G. I love the unapologetic trashiness of Blondie, so redolent of the Bazooka Joe faux-populism of punk, and smart enough to recognize in disco merely another another expression of that sensibility, patterns of thought which all come together on Parallel Lines.

H. L.A.M.F. is the great lost punk album of 1977, a masterpiece of strung out theories about civilization and its discontented hangers-on from the New York Dolls guitarist and F.O.D.D., Johnny Thunders.

I. That New Order album makes the work of mourning in the age of mass communication sound so damn sexy.

J. Ella Fitzgerald and Cole Porter were, as the cliché goes, an ideal match of sensibilities. It's often said all the Songbooks are great, but I find the Gershwin collection relatively dull, and I think the sarcastic, mercenary temperament at the heart of many of Irving Berlin's lyrics is something she just didn't get and thus often didn't know how to phrase (I really dislike her reading of "Let's Face the Music and Dance"), but Porter's songs are guides to how to waltz through the suffering and heartbreak the world pushes at you without breaking a sweat, and that sensibility was always Fitzgerald's special benediction as a performer, so everything comes together beautifully here.

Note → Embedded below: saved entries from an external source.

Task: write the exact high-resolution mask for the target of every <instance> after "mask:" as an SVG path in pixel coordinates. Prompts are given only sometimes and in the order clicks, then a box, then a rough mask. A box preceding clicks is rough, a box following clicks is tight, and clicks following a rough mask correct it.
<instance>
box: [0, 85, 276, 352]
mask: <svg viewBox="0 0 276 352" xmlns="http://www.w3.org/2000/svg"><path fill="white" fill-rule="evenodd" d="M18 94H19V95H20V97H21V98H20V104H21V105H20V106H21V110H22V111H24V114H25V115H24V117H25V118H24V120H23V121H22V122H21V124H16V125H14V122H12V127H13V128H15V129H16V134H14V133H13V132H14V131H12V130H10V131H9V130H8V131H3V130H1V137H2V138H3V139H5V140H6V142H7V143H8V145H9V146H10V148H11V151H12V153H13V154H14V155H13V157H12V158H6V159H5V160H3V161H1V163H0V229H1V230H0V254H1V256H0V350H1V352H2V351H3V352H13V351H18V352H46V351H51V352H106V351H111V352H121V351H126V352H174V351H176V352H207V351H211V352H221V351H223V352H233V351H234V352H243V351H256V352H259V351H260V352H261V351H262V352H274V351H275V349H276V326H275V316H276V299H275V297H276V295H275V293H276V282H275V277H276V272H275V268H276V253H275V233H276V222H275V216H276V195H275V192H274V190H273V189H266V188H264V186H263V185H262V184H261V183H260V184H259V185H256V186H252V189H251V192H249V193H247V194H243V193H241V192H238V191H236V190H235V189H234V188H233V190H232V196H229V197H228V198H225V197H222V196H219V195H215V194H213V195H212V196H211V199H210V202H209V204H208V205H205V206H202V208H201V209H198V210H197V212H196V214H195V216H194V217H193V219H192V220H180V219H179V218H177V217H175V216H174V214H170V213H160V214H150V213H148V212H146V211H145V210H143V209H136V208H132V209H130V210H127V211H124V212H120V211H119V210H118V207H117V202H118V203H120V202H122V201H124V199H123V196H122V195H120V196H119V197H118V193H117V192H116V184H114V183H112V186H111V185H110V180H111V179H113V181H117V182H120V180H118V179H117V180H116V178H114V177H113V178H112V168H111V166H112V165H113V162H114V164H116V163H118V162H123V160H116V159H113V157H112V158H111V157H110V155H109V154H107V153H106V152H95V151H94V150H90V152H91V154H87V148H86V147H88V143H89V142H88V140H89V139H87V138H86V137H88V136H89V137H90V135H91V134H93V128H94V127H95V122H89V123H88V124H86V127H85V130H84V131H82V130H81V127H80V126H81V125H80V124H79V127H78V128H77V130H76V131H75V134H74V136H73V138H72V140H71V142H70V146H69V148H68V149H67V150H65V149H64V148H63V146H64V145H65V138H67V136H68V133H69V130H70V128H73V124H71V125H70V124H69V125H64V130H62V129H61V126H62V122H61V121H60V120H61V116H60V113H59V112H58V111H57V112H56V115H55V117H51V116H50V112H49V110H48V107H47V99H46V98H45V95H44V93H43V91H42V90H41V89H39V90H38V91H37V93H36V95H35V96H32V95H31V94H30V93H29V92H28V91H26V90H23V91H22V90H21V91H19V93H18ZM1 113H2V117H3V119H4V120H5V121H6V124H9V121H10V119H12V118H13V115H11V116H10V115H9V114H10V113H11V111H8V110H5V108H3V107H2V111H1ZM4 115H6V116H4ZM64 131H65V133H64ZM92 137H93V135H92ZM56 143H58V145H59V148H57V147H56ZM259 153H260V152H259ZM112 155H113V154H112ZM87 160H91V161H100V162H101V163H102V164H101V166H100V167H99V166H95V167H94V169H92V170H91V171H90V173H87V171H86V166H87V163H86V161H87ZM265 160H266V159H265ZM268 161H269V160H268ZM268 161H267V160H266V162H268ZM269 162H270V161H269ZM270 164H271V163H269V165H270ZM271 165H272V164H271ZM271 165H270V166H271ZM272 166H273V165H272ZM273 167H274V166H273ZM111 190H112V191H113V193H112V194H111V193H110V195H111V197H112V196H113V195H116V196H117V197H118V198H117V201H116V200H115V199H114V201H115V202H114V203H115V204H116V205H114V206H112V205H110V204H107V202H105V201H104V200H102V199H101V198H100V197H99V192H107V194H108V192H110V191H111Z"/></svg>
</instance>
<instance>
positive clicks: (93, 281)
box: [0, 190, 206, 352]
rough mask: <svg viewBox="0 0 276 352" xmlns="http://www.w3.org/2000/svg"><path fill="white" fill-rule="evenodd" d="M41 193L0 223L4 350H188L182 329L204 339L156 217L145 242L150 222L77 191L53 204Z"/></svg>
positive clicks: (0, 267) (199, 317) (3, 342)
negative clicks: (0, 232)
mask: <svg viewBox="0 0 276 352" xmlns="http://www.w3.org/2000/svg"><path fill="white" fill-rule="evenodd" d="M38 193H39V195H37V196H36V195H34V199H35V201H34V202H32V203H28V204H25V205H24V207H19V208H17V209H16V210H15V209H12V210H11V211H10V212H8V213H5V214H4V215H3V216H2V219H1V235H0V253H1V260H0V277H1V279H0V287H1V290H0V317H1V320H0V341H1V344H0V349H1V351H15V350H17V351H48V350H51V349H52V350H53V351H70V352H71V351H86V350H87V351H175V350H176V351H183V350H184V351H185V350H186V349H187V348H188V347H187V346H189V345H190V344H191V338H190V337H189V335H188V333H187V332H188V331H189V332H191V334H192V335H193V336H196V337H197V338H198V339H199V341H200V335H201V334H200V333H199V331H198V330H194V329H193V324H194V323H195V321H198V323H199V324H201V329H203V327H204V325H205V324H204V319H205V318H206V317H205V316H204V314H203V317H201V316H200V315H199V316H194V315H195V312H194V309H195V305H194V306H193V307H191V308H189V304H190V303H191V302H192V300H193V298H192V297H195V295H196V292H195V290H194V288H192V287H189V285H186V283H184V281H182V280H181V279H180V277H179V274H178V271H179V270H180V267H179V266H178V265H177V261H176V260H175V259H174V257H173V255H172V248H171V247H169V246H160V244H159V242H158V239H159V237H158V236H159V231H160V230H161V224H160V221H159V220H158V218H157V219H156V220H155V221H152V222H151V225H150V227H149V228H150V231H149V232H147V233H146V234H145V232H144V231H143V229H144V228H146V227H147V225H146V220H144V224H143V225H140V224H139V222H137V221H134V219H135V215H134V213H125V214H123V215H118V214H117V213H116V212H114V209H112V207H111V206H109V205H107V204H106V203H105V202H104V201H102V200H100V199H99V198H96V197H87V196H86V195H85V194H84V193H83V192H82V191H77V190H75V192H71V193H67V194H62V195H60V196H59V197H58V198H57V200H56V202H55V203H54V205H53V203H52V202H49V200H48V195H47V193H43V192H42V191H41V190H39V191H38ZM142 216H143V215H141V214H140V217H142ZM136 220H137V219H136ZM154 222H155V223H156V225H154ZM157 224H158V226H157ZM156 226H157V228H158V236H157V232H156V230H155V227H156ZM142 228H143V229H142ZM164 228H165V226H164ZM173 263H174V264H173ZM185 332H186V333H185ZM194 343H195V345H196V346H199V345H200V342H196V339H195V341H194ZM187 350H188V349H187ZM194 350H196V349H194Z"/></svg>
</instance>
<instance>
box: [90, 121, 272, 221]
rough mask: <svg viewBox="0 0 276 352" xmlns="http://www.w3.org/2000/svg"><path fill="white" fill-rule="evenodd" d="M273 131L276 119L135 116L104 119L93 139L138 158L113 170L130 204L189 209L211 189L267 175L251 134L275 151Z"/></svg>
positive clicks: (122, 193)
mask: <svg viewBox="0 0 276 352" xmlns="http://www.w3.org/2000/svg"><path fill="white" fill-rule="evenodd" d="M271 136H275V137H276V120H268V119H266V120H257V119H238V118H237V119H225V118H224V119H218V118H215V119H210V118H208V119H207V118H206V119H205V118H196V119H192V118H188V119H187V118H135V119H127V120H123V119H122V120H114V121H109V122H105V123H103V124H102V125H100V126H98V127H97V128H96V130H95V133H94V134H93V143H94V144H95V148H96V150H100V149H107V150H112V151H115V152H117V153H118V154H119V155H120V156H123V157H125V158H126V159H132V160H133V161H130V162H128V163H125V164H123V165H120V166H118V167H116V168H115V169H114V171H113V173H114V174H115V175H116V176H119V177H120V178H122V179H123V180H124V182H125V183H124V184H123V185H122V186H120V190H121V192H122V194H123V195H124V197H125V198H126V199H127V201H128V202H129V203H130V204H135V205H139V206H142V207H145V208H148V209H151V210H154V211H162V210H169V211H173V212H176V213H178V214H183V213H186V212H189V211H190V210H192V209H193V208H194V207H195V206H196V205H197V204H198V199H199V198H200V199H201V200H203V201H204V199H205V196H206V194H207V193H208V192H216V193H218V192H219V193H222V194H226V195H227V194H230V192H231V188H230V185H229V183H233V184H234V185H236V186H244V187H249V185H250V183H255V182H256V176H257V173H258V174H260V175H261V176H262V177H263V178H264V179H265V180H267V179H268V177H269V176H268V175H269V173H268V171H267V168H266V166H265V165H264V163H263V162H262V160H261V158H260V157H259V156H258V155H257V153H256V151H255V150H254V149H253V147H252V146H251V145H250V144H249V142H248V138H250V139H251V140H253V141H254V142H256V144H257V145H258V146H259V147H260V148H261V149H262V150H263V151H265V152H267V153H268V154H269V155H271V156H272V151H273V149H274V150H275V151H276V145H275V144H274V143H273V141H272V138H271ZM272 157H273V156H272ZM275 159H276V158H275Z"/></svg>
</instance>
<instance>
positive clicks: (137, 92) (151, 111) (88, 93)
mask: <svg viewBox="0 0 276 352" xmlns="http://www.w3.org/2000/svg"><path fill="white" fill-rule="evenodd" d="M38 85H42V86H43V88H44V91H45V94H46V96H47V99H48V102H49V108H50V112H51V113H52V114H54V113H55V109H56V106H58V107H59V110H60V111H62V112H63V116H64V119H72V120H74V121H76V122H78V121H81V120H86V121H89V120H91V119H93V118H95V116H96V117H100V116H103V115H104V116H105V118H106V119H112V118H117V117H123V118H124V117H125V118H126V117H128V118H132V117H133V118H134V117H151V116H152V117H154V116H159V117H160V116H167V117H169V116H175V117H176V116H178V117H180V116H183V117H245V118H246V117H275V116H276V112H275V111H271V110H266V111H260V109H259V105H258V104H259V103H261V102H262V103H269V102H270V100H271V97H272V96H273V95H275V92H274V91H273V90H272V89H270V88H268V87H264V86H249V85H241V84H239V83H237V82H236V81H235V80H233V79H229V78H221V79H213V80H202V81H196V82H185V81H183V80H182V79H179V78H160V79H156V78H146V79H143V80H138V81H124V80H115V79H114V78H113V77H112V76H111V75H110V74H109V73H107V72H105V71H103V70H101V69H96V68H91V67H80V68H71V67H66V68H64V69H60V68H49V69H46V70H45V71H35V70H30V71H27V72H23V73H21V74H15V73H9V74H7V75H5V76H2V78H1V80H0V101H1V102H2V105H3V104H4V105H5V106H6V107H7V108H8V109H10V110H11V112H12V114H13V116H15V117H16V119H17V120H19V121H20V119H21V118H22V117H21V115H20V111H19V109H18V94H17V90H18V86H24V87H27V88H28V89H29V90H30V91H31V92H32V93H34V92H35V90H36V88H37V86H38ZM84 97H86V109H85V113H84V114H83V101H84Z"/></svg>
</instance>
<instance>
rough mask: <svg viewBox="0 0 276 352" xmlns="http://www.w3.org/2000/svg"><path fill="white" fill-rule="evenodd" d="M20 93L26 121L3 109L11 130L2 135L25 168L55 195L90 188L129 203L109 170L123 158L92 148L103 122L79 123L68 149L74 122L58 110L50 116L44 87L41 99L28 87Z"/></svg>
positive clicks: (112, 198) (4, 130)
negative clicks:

K. I know many who say the Columbia Years just aren't as interesting as the Dorsey recordings, where Sinatra found his voice, or the Capitol years, where he reconstructed it, but there's something to the smooth, lavender quality in Sinatra's sound throughout most of these songs that counts as a particular kind of perfection. And I'm as suspicious of the claims made on behalf of perfection as anybody, but sometimes perfection can be, you know, nice, and this is often very, very nice.

L. The Go-Betweens are sometimes my favorite rock band, and Oceans Apart would rarely be the album I'd name as my favorite, but I have been listening to it a lot in the past two months, and despite the most godawful mastering job I've ever encountered, I keep coming back to it rather obsessively. It was to be their last album, and it sounds like an accidental testament, a wonderful encapsulation of their sensibility and the range of their sonic ideas, which somehow the muddy mastering just renders all the more incisive.

M. Charlie Parker would be the best argument ever made on behalf of the pure pleasure of virtuosity for its own sake, except plenty of feeling and humor backs up every outburst, so I'm once again saved from having to make moral allowances for genius.

N. I've challenged myself to say something about each of these albums, but I have nothing to say about the Buzzcocks. Just that they're loudly wonderful and sublimely frivolous and very desperate.

O. And in light of recent events, let's just say my love of the Spector recordings might have a little less to do with Spector than the title of the box set would indicate, and more to do with Ronnie Spector's proto-punk goddess presence, or Darlene Love's determination to sing the only Christmas song anyone will ever need to hear, or Carole King & Gerry Goffin having the nerve to write "He Hit Me (And It Felt Like a Kiss)." I mean, there are dozens of reasons why I sometimes play songs from the set obsessively, and most of them have nothing to do man whose name and face graces the box. Though sure, he probably had something to do with it all. Why else would they put his face on the box?